PFUJ at 70

Published August 6, 2020

THE Pakistan Federal Union of Journalists, which is celebrating its 70th anniversary this week, can look back on its history with both satisfaction and mortification. It has achieved a lot but has also lost much of its vigour due to factionalism within its ranks. The courageous decision to create an organisation dedicated to the ideals of a media free from bondage to the government — and Pakistan’s other powerful players — was itself an achievement. It was a difficult task because of Pakistan’s membership of Western military alliances; any mention of libertarian ideas was considered a communist plot. Yet the fact that the PFUJ not only survived but worked fearlessly under a unified, elected leadership is indeed a tribute to its founders’ vision and courage. Their aim was simple and non-controversial — to have a trade union dedicated to ensuring the implementation of Pakistani journalists’ professional rights and their economic well-being. One of its biggest achievements was getting an unwilling government to agree to the establishment of a body to categorise newspapers according to their financial strength and draw up pay scales for journalists. Set up in the early 1960s, the wage board has been giving its award every five years despite opposition from the owners’ lobby.

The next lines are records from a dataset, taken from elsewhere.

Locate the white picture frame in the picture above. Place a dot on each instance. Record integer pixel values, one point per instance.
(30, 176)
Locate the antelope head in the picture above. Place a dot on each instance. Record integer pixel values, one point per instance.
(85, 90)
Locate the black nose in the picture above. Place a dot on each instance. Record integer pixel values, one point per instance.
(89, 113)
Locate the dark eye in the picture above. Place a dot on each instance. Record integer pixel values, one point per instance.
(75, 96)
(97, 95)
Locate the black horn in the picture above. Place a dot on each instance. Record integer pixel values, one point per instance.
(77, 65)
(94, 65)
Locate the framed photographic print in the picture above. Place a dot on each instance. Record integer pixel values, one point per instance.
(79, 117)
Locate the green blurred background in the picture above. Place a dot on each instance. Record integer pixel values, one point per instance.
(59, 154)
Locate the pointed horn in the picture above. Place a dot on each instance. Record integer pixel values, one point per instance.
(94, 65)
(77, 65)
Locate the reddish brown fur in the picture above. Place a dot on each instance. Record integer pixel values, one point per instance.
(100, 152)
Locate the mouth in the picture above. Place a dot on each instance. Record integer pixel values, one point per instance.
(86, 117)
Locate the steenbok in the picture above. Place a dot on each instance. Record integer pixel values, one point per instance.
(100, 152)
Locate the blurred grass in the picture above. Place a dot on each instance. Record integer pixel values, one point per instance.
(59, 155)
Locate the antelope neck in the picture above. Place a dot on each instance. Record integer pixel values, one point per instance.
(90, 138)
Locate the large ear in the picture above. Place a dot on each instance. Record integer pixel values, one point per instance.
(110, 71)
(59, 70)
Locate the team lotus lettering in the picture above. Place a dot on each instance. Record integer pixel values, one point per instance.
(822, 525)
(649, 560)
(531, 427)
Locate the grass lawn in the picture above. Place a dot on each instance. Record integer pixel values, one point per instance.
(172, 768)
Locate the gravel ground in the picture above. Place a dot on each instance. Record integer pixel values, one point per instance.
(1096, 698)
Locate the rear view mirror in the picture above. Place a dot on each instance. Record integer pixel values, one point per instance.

An event that is an intrinsic part of the PFUJ’s history was the countrywide strike in 1970, which was launched under the leadership of the late Minhaj Barna. While the strike was essentially for the grant of interim pay relief for all journalists, and was held after a ‘yes’ vote by PFUJ members, the general election due later that year cast its ominous shadow on the protest. Right-wing political parties portrayed it as a leftist plot and tried to sabotage the strike by instigating the newspaper industry’s non-journalist staff. One of the PFUJ’s controversial decisions in the aftermath of the strike was to form a vertical trade union — the All Pakistan Newspaper Employees Confederation — that included both journalists and non-journalists. This decision led to a gradual dilution of the PFUJ’s strength, with all bargaining power resting with APNEC. Now the PFUJ, for a variety of reasons, including personality-driven ambitions, stands divided in factions, several attempts at unity having failed. At a time when efforts are on to gag free expression, a united PFUJ is needed more than ever before. It is time common sense prevailed and all PFUJ factions realised it is only through journalists’ unity that press freedom can be collectively defended.